There are 512 microcode instruction works, broken down into a 1st bank of 256 and a second bank of 256. Each Magic-1 instruction can be thought of as a one-byte opcode optionally followed by additional bytes. The one-byte opcode is decoded by using it as a direct index into the 1st 256 bank of microinstructions. The first machine cycle of a new instruction always happens in that 1st 256 words, while all subsequent machine cycles happen in the 2nd bank of 256 microcode instructions.
All microcode instructions feed into and drive the control logic on the control card.
Now, the order of the instructions is sometimes important. By carefully ordering the instructions, we can reduce the amount of microcode needed. For example, consider the following Magic-1 instructions:
0x09: pop MSW 0x0a: pop C 0x0b: pop PC 0x0c: pop DP 0x0d: pop SP 0x0e: pop A 0x0f: pop B
Look at the v2.3 Microcode web page and note that all of the above instructions use the same microcode:
TO_Z(R_SP),DATA,NEXT(Pop16) ; on 1st page
then going to instruction 0x139 in 2nd half:
0x139: LDHI,NEXT(FALLTHROUGH) 0x13a: READLO,INC_TO_Z(R_MAR),L(R_SP,LWORD),DATA,NEXT(FALLTHROUGH) 0x13b: TO_Z(R_MDR),L(R_IR_REG,LWORD),NEXT(PCtoMAR) 0x1c2: TO_Z(R_PC),CODE,NEXT(Fetch)
The important part here is the L(R_IR_REG,LWORD) in microinstruction 0x13b. The L(reg,size) macro defines which register latch signal will be asserted on the control card (see U7:LATCH[0..3] on the control card). Those bits are then fed into U36 and U42 on the Field Decode sheet to produce the register latch signals. Look at the microcode page to find the LATCH register defines: R_MSW is 1, R_C is 2, and so on. When writing microcode, you could cause SP to latch data on the Z bus by generating L(R_SP,LWORD).
However, look at U42A on the Field Decode sheet. If the LATCH[0..3] bits are all 1 (i.e. 15, or R_IR_REG), then instead of using the register defined in the LATCH bits, the low 3 bits of the instruction register are used. Looking again at the pop instructions and the least significant 3 bits of the instruction encoding:
0x09: pop MSW, low 3 bits - 001, R_MSW (1) 0x0a: pop C, low 3 bits - 010, R_C (2) 0x0b: pop PC, low 3 bits - 011, R_PC (3) 0x0c: pop DP, low 3 bits - 100, R_DP (4) 0x0d: pop SP, low 3 bits - 101, R_SP (5) 0x0e: pop A, low 3 bits - 110, R_A (6) 0x0f: pop B, low 3 bits - 111, R_B (7)
So, by taking advantage of bits from the instruction encoding, we can allow multiple instructions to share the same microcode. Note that you don't have to use this trick - any of the pop instructions could be moved to a different location - but you would not be able to use shared microcode for them.
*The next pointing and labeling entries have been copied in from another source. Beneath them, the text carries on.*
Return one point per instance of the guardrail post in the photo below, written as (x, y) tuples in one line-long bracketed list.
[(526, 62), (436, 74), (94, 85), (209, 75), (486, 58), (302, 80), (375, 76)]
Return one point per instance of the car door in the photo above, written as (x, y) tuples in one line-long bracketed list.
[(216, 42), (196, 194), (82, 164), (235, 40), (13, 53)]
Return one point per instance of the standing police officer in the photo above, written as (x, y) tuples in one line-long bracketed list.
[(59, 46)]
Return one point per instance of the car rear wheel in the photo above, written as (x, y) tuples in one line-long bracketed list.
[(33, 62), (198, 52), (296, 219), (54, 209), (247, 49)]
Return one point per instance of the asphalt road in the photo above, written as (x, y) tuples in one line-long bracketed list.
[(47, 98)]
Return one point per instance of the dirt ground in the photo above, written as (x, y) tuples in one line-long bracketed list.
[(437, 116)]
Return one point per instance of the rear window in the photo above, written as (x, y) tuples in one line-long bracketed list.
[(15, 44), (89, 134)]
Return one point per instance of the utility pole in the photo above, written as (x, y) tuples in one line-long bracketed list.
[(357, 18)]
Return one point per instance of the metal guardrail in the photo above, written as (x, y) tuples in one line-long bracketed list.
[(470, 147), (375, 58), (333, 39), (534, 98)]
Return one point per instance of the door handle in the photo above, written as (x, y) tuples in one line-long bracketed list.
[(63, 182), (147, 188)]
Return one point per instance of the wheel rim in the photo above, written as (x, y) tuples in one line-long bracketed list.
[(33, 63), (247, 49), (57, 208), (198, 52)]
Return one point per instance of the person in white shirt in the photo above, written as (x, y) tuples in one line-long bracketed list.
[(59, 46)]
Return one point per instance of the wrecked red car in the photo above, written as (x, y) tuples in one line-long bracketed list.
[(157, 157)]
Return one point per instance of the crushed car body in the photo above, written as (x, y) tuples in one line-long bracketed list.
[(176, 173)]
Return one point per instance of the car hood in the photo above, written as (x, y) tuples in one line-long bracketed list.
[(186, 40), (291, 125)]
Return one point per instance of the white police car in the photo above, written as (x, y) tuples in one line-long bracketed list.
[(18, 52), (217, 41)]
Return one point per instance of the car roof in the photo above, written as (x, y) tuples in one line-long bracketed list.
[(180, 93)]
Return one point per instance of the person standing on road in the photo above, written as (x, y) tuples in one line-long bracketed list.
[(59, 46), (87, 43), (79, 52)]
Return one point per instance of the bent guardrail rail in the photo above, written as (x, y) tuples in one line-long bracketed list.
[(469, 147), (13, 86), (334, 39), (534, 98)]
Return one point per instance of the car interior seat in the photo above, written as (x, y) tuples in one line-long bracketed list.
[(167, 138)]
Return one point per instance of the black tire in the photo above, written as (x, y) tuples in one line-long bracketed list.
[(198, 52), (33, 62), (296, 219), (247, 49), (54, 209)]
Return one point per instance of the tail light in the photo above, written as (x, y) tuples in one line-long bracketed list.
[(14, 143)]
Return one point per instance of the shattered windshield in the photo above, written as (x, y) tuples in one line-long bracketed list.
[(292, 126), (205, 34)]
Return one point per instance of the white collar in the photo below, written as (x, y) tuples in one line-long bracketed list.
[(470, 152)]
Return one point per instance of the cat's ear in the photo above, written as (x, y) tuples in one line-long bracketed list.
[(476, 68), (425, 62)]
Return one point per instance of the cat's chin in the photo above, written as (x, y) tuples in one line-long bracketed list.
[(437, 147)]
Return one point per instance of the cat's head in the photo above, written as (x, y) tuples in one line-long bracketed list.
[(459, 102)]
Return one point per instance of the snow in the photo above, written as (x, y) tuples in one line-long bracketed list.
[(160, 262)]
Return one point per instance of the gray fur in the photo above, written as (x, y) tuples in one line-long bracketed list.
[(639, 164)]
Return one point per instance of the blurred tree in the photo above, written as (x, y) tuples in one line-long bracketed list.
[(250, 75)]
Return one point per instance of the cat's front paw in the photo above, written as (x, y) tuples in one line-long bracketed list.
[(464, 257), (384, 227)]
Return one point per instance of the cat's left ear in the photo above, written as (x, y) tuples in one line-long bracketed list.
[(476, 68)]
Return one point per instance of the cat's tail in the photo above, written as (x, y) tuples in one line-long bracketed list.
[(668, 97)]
In other words, it is easy to replace a microcode instruction but not always easy to move them to a different opcode value. To add a new microcode instruction, you could just replace an old one. For example, TRAPO is not currently used.
Hope this helps, ...Bill
The microcode consists of 512 40-bit words, and is divided into 2 blocks of 256 microinstructions. The first half of the microcode is directly indexed by the opcode value. For example, the opcode for the MEMCOPY instruction is 0xE8, so when the instruction is loaded into the instruction register it directly tells where to begin executing microinstructions. Note, though, that all subsequent microinstruction execution happens in the 2nd 256 group of microinstructions.
Also, to simplify the microcode sequencing mechanism, each microinstruction contains the address of the next microinstruction to execute. Conditional execution is handled by either using the NEXT field or resetting to a next of 0 (to terminate execution of this instruction and proceed to the next instruction).
Anyway, I hope this helps.
…Bill
I don't think it would be correct to think of the microcode as something that is "loaded". It is always there, from the start.